While the London Quireboys, Company of Wolves and even the Black Crowes can seem a bit studied, Junkyard blares with a total lack of self-consciousness. Of these four albums, Junkyard is the only one that couldn’t be mistaken for a period piece from any time other than our own. Lead guitarists Chris Gates and Brian Baker soup up their blues borrowings to hardcore pace on “Hot Rod,” and when they break out the bottleneck on “Simple Man,” the slide unwinds a knotty melody rather than merely serving as a nostalgic reference. “Can’t Hold Back” and “Long Way Home” rely on a solid blues base that lies beneath producer Tom Werman’s heavy-metal finish. The consistently gritty vision transcends hommage; Junkyard is what Southern rock might resemble after being sun-dried in the California suburbs for fifteen years.
“Hands Off” ends Junkyard on a resounding but somewhat frustrating note.

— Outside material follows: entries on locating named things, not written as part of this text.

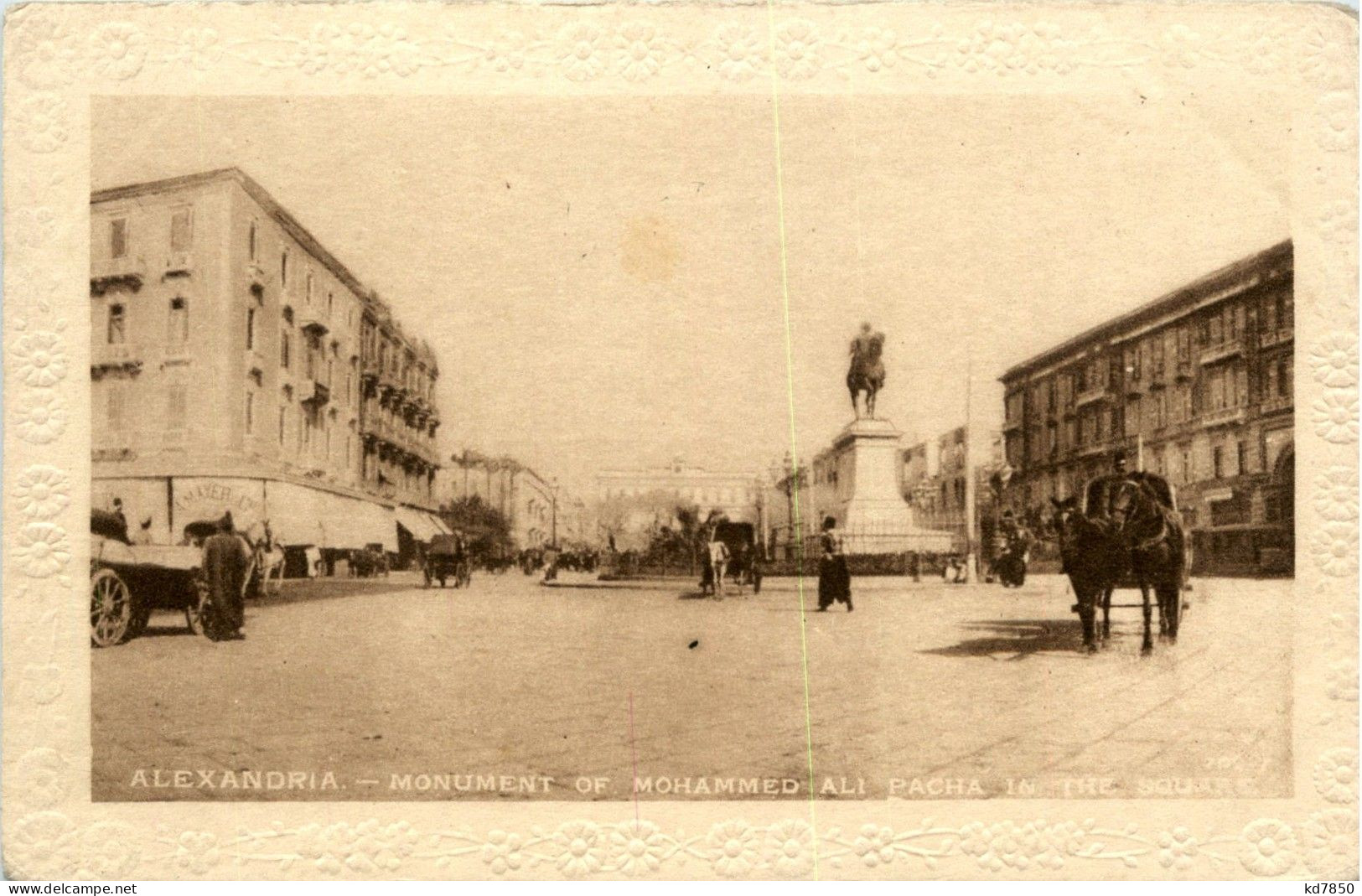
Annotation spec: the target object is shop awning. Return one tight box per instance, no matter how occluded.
[396,506,442,542]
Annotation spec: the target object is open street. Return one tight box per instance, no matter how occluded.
[91,572,1292,800]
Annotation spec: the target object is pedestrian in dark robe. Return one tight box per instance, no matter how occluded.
[819,516,856,613]
[203,513,249,639]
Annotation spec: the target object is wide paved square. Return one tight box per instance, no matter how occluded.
[93,573,1292,800]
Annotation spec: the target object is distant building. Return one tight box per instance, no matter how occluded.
[90,168,440,550]
[1001,241,1295,573]
[900,427,1002,545]
[595,460,764,550]
[597,460,759,523]
[436,451,567,549]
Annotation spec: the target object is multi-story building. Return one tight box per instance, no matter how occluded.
[90,168,440,550]
[595,458,765,550]
[899,427,1004,550]
[436,451,563,547]
[1001,241,1295,572]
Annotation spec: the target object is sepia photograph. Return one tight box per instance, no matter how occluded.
[90,96,1295,800]
[0,0,1362,877]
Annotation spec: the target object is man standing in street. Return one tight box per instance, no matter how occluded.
[203,510,249,640]
[708,527,728,598]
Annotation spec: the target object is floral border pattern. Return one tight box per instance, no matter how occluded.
[3,4,1358,880]
[0,811,1358,880]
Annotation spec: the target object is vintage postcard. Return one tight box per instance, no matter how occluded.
[0,3,1358,880]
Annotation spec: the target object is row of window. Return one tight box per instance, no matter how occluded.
[605,486,756,506]
[104,296,189,346]
[106,205,194,259]
[1005,292,1294,421]
[1024,438,1262,506]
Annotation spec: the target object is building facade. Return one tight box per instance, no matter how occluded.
[436,451,563,549]
[594,460,765,550]
[1001,241,1295,573]
[90,168,440,550]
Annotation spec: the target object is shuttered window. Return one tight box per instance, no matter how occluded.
[109,218,128,259]
[170,209,194,252]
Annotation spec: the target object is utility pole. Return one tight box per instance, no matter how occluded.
[549,480,558,547]
[965,360,979,582]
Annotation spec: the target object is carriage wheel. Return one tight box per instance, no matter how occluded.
[184,576,214,640]
[127,600,151,641]
[1159,586,1183,641]
[90,569,132,647]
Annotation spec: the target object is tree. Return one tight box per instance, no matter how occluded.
[440,495,515,557]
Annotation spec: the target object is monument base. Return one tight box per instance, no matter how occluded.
[832,419,956,554]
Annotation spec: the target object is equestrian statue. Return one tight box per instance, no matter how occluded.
[847,323,884,419]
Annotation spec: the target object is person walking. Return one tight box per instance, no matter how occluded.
[708,530,730,598]
[203,510,249,640]
[819,516,856,613]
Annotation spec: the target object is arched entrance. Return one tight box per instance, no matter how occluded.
[1272,447,1295,532]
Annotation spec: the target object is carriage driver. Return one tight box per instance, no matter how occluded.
[203,510,249,639]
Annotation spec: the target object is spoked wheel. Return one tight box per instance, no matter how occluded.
[184,576,218,641]
[126,600,151,641]
[90,569,132,647]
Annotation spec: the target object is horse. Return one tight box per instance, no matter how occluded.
[1050,497,1122,654]
[847,334,884,419]
[1103,477,1186,651]
[246,521,283,597]
[1052,474,1186,654]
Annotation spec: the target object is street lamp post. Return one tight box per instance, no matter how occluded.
[549,479,558,547]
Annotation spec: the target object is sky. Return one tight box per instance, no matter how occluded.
[91,93,1290,493]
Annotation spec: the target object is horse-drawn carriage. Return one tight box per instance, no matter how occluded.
[350,542,388,578]
[90,510,209,647]
[1054,471,1192,652]
[700,519,761,593]
[422,535,473,588]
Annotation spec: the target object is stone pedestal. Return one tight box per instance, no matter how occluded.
[832,419,952,554]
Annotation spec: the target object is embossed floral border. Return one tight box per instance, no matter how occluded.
[0,3,1358,878]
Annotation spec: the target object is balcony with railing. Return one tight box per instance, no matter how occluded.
[90,255,148,296]
[90,342,142,373]
[1259,395,1294,414]
[298,377,331,407]
[1259,324,1295,349]
[1074,386,1110,407]
[1201,407,1245,427]
[161,252,194,277]
[1197,336,1244,365]
[1079,438,1117,458]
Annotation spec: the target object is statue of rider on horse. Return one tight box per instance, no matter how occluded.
[847,323,884,419]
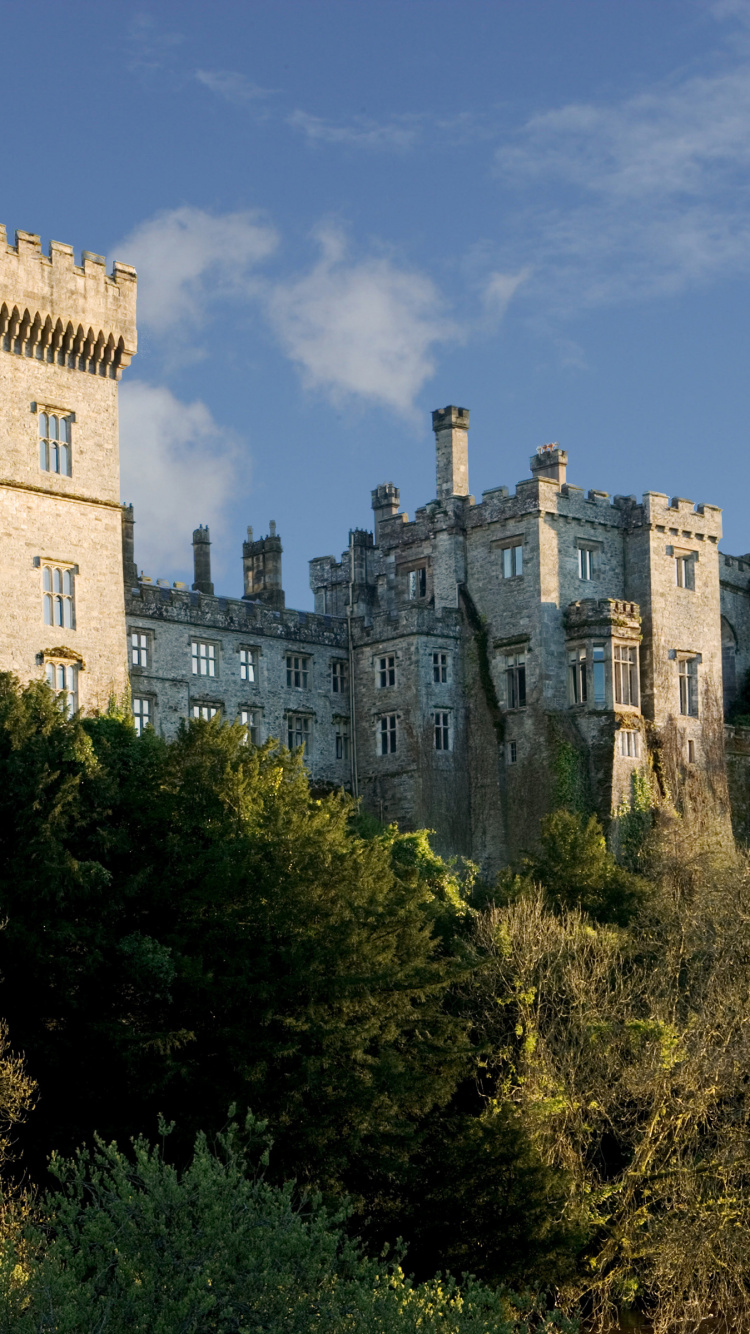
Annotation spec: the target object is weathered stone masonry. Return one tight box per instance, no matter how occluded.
[0,229,750,871]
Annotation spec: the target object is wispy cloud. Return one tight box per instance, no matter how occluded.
[496,52,750,313]
[115,205,278,334]
[120,380,240,578]
[195,69,275,107]
[268,229,460,412]
[287,111,422,151]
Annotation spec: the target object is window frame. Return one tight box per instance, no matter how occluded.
[190,699,218,723]
[677,654,701,718]
[674,551,698,592]
[503,650,527,711]
[376,712,399,756]
[613,642,641,708]
[284,708,312,759]
[131,694,156,736]
[375,654,396,690]
[36,404,76,478]
[284,652,312,690]
[567,644,589,704]
[238,704,262,746]
[331,658,348,695]
[44,658,81,718]
[128,626,153,671]
[432,648,451,686]
[619,727,641,759]
[190,638,220,680]
[39,556,79,630]
[496,538,523,579]
[238,644,260,686]
[432,708,454,754]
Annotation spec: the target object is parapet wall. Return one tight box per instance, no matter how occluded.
[0,225,137,379]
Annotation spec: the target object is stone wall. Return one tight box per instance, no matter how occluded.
[0,228,136,711]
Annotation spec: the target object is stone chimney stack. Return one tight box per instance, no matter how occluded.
[531,440,567,486]
[192,524,214,594]
[123,504,137,588]
[372,482,400,547]
[242,519,286,611]
[432,406,468,500]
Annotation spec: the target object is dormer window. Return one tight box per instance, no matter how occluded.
[39,412,73,478]
[41,566,76,630]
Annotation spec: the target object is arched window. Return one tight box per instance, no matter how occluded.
[39,412,72,478]
[722,616,737,715]
[45,663,79,718]
[41,566,76,630]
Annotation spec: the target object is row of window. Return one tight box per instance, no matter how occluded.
[504,644,698,718]
[128,693,452,759]
[131,630,450,695]
[500,542,697,588]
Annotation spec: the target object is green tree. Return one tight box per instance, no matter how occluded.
[0,1118,573,1334]
[0,678,471,1193]
[498,810,650,926]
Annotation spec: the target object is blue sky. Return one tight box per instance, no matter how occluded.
[0,0,750,607]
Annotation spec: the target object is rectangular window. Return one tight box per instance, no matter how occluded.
[45,663,79,718]
[336,727,348,759]
[379,714,398,755]
[593,644,605,704]
[674,555,695,588]
[679,658,698,718]
[287,654,310,688]
[619,728,641,759]
[240,708,260,746]
[133,695,151,736]
[41,566,76,630]
[331,658,347,695]
[503,542,523,579]
[39,412,73,478]
[432,654,448,686]
[131,630,148,664]
[578,547,594,580]
[192,704,220,723]
[408,568,427,602]
[378,654,396,690]
[432,710,451,750]
[614,644,638,708]
[506,654,526,708]
[570,648,589,704]
[240,648,258,684]
[192,639,216,672]
[287,714,310,755]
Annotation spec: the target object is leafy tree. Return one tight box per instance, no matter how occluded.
[474,860,750,1331]
[0,678,471,1193]
[0,1118,573,1334]
[498,810,650,926]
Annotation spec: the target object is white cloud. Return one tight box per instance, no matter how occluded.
[195,69,274,107]
[120,380,238,578]
[268,231,460,412]
[496,54,750,313]
[287,111,422,151]
[482,268,531,323]
[115,205,278,334]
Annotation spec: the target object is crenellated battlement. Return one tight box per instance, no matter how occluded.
[0,225,137,380]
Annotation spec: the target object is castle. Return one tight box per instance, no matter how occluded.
[0,228,750,870]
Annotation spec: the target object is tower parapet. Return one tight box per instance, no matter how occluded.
[242,519,286,611]
[0,225,137,380]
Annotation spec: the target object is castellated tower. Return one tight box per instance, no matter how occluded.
[0,227,136,712]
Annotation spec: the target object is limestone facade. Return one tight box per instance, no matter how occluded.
[0,221,750,870]
[0,227,136,711]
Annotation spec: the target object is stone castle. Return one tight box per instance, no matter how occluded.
[0,228,750,870]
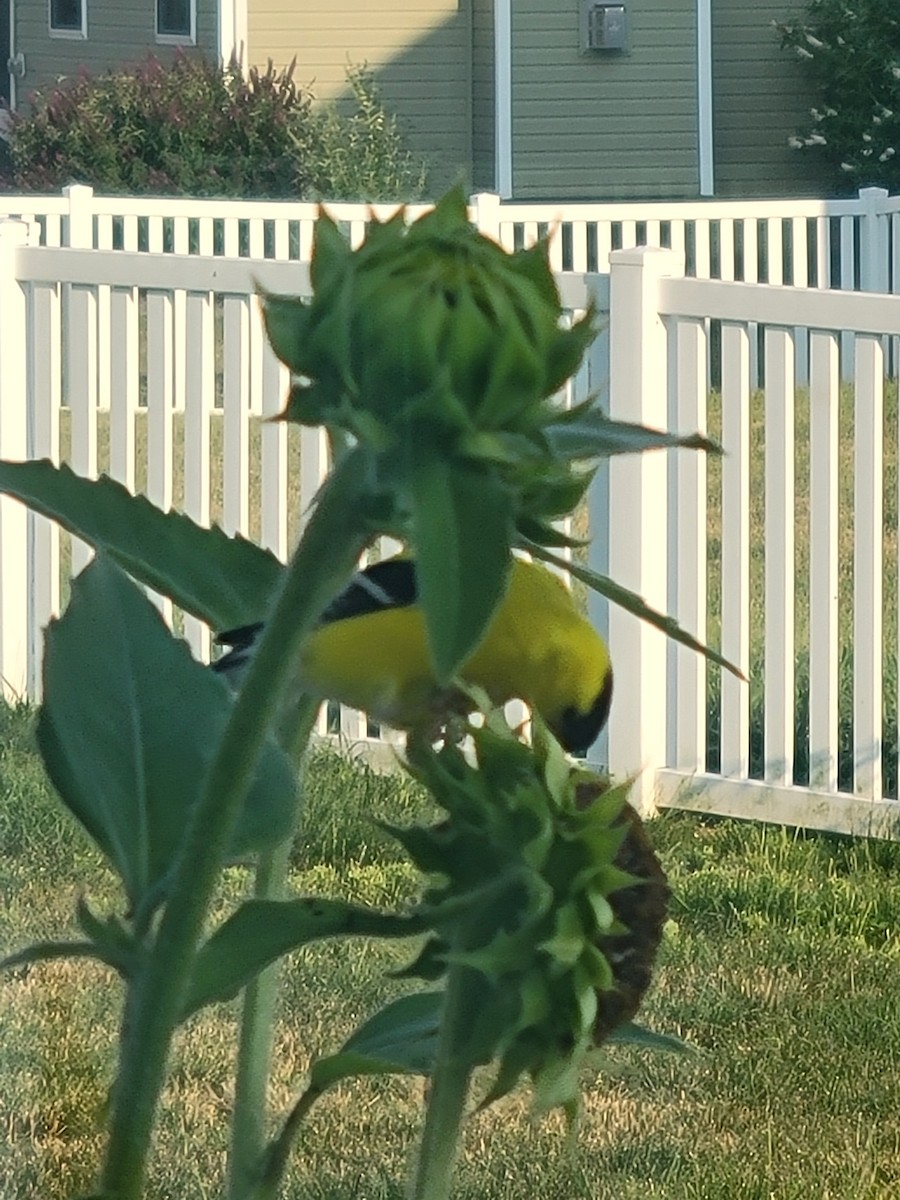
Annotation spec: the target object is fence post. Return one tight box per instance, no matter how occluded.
[62,184,94,250]
[859,187,890,292]
[608,246,684,812]
[0,220,37,701]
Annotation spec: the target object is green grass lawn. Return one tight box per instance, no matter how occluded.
[0,709,900,1200]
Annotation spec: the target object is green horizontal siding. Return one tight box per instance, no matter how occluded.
[472,0,496,191]
[14,0,218,108]
[713,0,824,197]
[512,0,698,199]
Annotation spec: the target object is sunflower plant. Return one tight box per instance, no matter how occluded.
[0,190,708,1200]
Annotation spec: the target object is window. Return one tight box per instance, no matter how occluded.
[156,0,197,42]
[50,0,88,37]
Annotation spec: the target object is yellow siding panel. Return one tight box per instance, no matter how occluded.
[247,0,472,191]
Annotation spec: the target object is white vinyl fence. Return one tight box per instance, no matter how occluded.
[0,202,900,834]
[0,185,900,292]
[0,220,592,740]
[601,248,900,836]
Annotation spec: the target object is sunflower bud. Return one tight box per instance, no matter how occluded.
[264,188,593,458]
[391,718,668,1108]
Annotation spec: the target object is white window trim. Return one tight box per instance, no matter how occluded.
[154,0,197,46]
[47,0,88,42]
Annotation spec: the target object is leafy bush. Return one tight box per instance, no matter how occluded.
[776,0,900,191]
[3,54,432,199]
[303,66,426,200]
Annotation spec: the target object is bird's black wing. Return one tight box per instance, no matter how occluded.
[322,558,419,625]
[212,558,418,674]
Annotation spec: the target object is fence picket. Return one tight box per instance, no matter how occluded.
[764,328,794,785]
[64,286,97,575]
[853,336,884,800]
[27,284,62,701]
[720,323,750,779]
[184,292,216,662]
[667,320,707,772]
[222,295,250,534]
[809,332,840,791]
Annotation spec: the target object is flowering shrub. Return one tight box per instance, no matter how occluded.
[776,0,900,191]
[10,54,424,199]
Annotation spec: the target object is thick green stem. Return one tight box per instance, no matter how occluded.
[228,697,319,1200]
[410,967,478,1200]
[102,455,367,1200]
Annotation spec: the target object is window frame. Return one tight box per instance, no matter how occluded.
[47,0,88,42]
[154,0,197,46]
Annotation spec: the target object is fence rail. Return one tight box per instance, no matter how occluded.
[0,200,900,834]
[0,185,900,292]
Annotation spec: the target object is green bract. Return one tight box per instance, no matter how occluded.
[264,188,595,544]
[264,188,594,445]
[391,718,667,1108]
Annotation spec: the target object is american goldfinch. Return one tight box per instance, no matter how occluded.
[212,558,612,752]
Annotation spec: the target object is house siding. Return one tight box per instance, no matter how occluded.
[14,0,218,109]
[247,0,472,192]
[472,0,496,192]
[512,0,700,199]
[713,0,828,197]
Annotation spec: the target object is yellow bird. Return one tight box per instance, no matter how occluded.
[212,558,612,752]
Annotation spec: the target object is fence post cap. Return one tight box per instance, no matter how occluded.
[610,246,684,275]
[0,217,38,246]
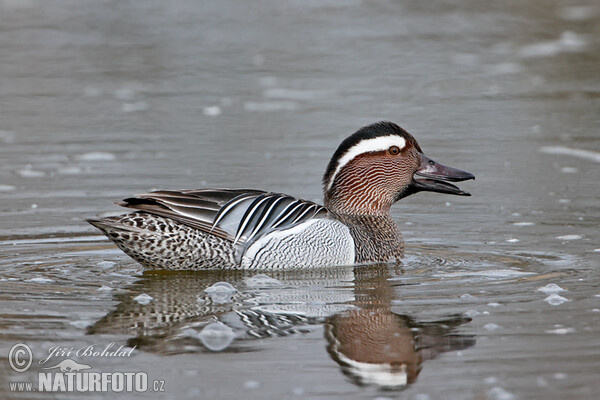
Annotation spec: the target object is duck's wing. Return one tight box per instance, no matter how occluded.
[119,189,327,244]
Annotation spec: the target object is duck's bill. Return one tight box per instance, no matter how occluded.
[407,154,475,196]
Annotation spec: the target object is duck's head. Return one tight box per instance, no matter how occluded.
[323,122,475,215]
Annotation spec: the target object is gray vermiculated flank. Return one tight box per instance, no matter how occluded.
[90,190,354,270]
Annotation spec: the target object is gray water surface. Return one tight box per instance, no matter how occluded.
[0,0,600,400]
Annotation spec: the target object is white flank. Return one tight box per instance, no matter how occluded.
[327,135,406,190]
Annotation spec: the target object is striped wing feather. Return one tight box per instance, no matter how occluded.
[119,189,327,244]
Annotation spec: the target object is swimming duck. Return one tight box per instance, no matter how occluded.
[88,122,475,270]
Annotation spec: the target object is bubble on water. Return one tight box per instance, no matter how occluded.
[544,328,575,335]
[557,6,600,21]
[292,387,304,396]
[560,167,579,174]
[0,131,15,143]
[544,293,570,306]
[17,167,46,178]
[537,283,566,294]
[244,381,260,389]
[114,87,135,100]
[122,101,148,113]
[519,31,588,58]
[264,88,323,101]
[246,274,283,287]
[556,235,583,240]
[56,167,81,175]
[487,386,516,400]
[75,151,117,161]
[133,293,154,306]
[197,322,235,351]
[483,322,500,332]
[486,62,522,75]
[204,282,237,304]
[25,277,54,283]
[540,146,600,163]
[96,261,117,268]
[69,320,94,329]
[83,86,102,97]
[202,106,222,117]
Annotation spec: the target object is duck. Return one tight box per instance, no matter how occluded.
[87,121,475,270]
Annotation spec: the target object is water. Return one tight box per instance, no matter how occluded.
[0,0,600,400]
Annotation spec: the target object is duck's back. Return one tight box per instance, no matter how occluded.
[89,189,355,270]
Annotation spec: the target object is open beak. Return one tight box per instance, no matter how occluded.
[401,153,475,197]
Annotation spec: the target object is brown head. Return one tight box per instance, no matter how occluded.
[323,122,475,215]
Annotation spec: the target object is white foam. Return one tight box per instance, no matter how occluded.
[487,386,516,400]
[264,88,320,101]
[540,146,600,163]
[560,167,579,174]
[246,274,283,287]
[69,320,93,329]
[544,328,575,335]
[17,168,46,178]
[544,293,570,306]
[0,131,15,143]
[133,293,154,306]
[75,151,117,161]
[434,269,535,278]
[244,101,298,112]
[487,62,522,75]
[537,283,567,294]
[558,6,600,21]
[197,322,235,351]
[556,235,583,240]
[483,322,500,332]
[26,277,54,283]
[56,167,81,175]
[204,282,237,304]
[114,87,135,100]
[519,31,587,58]
[123,101,148,113]
[202,106,222,117]
[83,86,102,97]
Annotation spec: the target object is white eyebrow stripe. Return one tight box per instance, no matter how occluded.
[327,135,406,190]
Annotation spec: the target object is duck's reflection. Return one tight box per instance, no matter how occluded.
[325,266,475,389]
[88,265,475,389]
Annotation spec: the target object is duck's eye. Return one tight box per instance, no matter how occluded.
[388,146,400,156]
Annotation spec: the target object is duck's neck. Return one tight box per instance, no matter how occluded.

Roach pokes at the embers of a dying relationship, building to a dramatic spoken bridge in which he confronts his betrayer with the ugly truth: “Baby, you gave him head.” That line is enough to guarantee “Hands Off” a place in the PMRC’s Hall of Shame, which is too bad, because this slow-burning, hard-rock torch song could melt power balladeers like Warrant and Skid Row in midpose.
And that confrontational, absolute sense of relevance is what sets Junkyard apart from all the last decade’s fuzzy psychedelic throwbacks and the mindless, newly minted Seventies revival. Twenty years ago the blooze provided an escape route from the rock counterculture’s progressively mellow direction and reflected the all-out hedonism of a new generation. Today a loyal postmodernist would say this stuff lacks significance, but there’s something real lurking within these grooves, something just beneath the surface that speaks to our contemporary experience. You either hear it or — if you’re too precious or self-serious — you don’t.